Over my weeks in Kabala, JK Marah’s stories were both reinforced and challenged by other people I met. Some said the violence of the war still ran deep below people’s superficial interactions, bubbling up late at night in streetfights after a few beers at the disco. Others shrugged off the war, saying people had done what they had done in order to survive – so there was no point seeking either retribution or forgiveness; rather, it was better to simply move on.

The diversity of the stories, along with my growing misapprehension of what had happened and what I had to do with any of it made me question what I’d read and experienced prior to visiting. I felt displaced.
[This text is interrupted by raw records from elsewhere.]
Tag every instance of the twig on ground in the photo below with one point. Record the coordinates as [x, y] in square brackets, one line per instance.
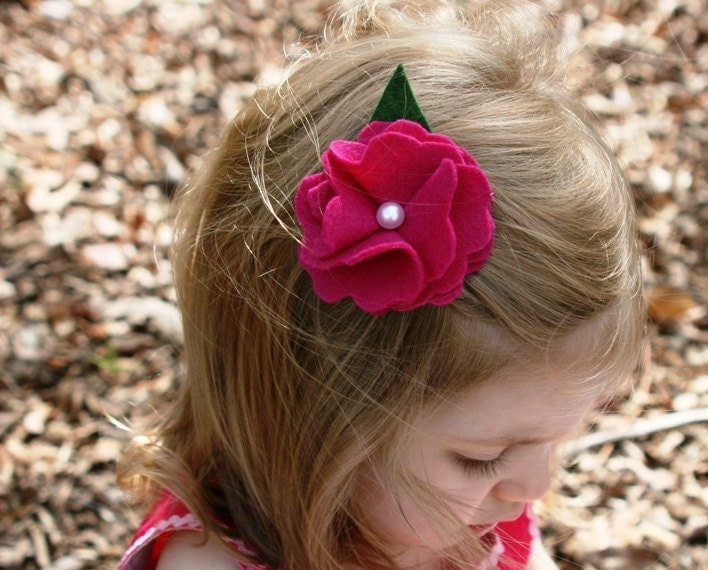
[637, 429]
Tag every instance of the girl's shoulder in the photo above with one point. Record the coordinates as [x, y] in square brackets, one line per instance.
[187, 550]
[171, 536]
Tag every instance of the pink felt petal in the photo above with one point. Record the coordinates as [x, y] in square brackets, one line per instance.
[384, 271]
[470, 209]
[428, 228]
[395, 166]
[348, 219]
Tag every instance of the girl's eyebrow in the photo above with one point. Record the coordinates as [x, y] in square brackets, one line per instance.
[501, 441]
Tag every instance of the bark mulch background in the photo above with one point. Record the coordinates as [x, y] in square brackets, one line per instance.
[106, 104]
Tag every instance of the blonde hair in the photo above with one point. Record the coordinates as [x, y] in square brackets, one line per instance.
[285, 396]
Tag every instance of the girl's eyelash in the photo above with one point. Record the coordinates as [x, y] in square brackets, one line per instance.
[487, 468]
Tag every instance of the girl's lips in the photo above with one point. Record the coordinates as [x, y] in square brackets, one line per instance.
[481, 529]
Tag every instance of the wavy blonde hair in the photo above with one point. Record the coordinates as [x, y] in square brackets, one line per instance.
[285, 396]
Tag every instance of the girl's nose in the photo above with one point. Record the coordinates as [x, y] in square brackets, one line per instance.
[530, 480]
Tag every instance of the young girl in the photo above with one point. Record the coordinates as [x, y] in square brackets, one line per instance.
[405, 274]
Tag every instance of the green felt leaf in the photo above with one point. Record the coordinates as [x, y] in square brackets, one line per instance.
[398, 101]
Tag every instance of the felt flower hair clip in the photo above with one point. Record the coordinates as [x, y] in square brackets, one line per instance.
[396, 219]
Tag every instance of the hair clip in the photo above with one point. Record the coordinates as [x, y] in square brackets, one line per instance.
[397, 218]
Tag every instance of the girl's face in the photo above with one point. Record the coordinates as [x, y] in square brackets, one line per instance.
[490, 451]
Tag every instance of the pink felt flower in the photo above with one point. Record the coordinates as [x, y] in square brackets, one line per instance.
[396, 220]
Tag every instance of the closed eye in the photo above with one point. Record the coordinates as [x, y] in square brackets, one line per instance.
[485, 467]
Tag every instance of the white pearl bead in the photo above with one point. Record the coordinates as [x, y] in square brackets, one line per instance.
[390, 215]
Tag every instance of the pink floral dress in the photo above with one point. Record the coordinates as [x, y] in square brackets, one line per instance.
[510, 541]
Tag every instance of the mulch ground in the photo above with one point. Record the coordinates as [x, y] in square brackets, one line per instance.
[106, 104]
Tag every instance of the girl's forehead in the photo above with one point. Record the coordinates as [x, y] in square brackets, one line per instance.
[529, 404]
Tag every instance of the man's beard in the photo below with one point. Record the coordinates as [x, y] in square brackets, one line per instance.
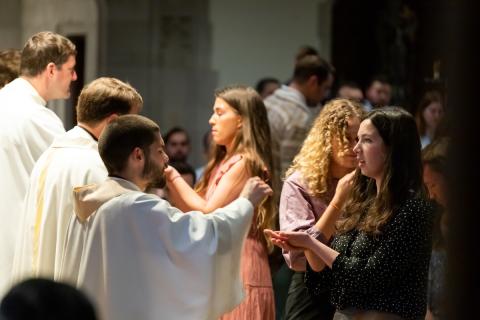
[155, 176]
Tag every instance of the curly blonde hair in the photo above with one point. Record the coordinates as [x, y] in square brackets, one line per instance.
[316, 151]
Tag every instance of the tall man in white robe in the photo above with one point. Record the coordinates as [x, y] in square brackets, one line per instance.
[143, 258]
[71, 161]
[27, 127]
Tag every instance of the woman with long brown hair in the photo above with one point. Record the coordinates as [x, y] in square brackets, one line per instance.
[377, 265]
[241, 149]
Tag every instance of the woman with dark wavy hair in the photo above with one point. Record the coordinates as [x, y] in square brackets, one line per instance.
[377, 264]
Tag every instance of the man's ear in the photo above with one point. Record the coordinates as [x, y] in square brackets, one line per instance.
[111, 117]
[239, 122]
[50, 68]
[137, 154]
[313, 81]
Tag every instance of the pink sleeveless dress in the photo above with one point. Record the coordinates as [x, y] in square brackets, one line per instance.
[259, 302]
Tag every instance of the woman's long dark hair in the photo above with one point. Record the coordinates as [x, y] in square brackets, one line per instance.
[402, 177]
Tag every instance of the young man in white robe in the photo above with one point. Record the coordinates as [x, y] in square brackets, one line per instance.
[27, 127]
[143, 258]
[71, 161]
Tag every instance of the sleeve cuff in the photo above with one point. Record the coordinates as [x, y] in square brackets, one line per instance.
[317, 235]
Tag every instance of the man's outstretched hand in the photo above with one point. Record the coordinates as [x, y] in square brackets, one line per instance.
[255, 190]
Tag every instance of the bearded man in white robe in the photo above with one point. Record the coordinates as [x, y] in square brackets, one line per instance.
[71, 161]
[143, 258]
[27, 128]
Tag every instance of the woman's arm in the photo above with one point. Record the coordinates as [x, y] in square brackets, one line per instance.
[227, 190]
[326, 224]
[317, 253]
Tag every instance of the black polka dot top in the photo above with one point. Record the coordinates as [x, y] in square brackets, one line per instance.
[387, 272]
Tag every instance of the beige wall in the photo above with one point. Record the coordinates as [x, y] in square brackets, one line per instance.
[256, 38]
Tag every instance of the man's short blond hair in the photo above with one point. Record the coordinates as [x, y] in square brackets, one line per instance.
[105, 96]
[43, 48]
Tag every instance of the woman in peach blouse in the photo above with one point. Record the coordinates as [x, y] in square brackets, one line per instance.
[241, 149]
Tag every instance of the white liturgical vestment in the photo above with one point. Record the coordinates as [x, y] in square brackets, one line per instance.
[144, 259]
[27, 128]
[71, 161]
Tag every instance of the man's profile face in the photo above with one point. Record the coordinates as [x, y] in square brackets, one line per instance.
[178, 147]
[62, 79]
[319, 91]
[155, 164]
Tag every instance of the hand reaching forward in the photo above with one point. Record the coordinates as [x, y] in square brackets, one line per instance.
[255, 190]
[290, 240]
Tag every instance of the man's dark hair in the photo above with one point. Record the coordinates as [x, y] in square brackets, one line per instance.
[105, 96]
[312, 66]
[122, 136]
[43, 299]
[262, 83]
[377, 78]
[173, 131]
[304, 51]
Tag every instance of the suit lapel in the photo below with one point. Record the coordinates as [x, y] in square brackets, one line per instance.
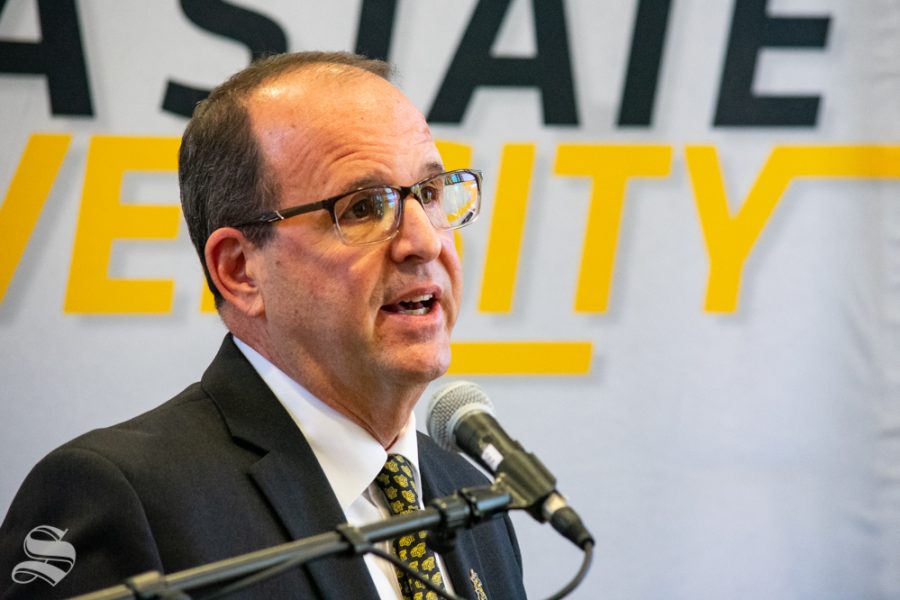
[287, 474]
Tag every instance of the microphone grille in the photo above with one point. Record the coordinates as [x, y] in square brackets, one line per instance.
[449, 404]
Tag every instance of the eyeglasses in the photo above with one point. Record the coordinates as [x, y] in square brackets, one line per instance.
[371, 215]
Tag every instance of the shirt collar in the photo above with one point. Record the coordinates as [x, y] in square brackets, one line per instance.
[349, 456]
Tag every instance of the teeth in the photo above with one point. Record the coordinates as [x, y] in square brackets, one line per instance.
[422, 298]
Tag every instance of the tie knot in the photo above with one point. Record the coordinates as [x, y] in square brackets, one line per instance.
[397, 483]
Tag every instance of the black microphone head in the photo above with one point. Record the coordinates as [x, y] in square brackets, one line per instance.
[450, 404]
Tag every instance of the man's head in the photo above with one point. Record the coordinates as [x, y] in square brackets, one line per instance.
[221, 173]
[364, 327]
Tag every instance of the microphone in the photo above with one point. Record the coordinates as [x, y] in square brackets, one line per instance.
[461, 418]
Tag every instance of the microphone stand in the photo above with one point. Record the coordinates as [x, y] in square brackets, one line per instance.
[464, 509]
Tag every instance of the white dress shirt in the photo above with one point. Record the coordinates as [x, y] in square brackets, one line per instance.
[350, 458]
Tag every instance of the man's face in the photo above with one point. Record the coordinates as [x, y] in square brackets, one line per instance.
[351, 321]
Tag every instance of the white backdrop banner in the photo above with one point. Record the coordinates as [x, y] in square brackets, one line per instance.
[683, 293]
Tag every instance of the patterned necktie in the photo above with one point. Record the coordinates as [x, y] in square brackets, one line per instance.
[398, 485]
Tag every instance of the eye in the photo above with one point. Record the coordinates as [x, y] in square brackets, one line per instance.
[365, 205]
[430, 193]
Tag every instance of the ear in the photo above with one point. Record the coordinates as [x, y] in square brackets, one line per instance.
[230, 260]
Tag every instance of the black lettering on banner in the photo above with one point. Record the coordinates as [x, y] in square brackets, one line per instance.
[647, 43]
[473, 66]
[376, 27]
[59, 55]
[259, 33]
[751, 30]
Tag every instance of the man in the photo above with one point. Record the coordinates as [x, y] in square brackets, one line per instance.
[339, 304]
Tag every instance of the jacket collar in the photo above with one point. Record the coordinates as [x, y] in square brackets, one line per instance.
[287, 473]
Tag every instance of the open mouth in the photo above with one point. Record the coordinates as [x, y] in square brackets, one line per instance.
[417, 305]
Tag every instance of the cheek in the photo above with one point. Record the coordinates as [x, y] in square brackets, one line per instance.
[452, 264]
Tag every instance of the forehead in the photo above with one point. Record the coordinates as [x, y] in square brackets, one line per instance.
[322, 133]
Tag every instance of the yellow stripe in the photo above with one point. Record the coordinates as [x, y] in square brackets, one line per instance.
[521, 358]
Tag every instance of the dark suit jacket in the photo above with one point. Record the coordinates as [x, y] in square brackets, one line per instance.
[219, 470]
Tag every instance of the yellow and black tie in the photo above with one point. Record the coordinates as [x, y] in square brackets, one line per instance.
[397, 483]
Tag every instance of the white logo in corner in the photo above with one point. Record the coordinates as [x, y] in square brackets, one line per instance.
[52, 558]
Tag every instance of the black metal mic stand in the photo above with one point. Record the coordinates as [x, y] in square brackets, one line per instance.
[464, 509]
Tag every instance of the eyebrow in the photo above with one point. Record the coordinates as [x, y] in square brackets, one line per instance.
[431, 169]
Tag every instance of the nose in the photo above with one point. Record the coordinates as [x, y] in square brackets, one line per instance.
[417, 239]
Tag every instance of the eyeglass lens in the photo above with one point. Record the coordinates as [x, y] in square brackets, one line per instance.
[450, 200]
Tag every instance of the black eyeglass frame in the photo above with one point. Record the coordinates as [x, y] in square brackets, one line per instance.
[404, 191]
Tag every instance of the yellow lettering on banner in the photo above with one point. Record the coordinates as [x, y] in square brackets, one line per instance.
[730, 239]
[104, 219]
[510, 358]
[610, 168]
[498, 283]
[207, 300]
[28, 191]
[521, 358]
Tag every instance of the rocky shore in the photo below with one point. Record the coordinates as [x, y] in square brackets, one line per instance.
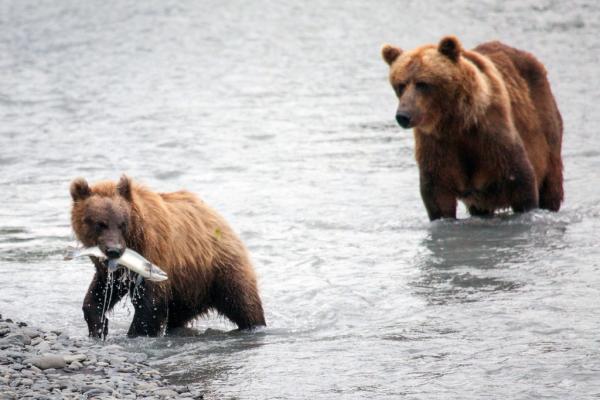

I hadn't come to Sierra Leone to help rebuild after the war – I was only there to form relationships, to build connections between a school in Kabala and my own. It wasn’t my work, therefore, that was challenged – the relationships were building by the day. It was my identity, which was at least in part shaped by my understanding of the identities of those in Sierra Leone. An identity that said I was here to help people who needed my help, even though my Official Business in this country called for no such thing.

Through the stories I heard, I began a process (still going!) of confronting who I thought I was, what I thought my responsibilities were to these people – and where I’d got these ideas from in the first place. Something was up with the stories I’d read before flying, ferrying and bussing out to Kabala – and I wanted to figure out what it was.

In less than three minutes, my thesis:

It looks at stories, as well as how we teach and read stories – especially those unexpected ones (like those told over Scrabble by dark, which only partially make sense and therefore make us wonder) – and how they can transform our understandings of ourselves and our relations to other people. Bam.  Not sure why it took a hundred pages to say that.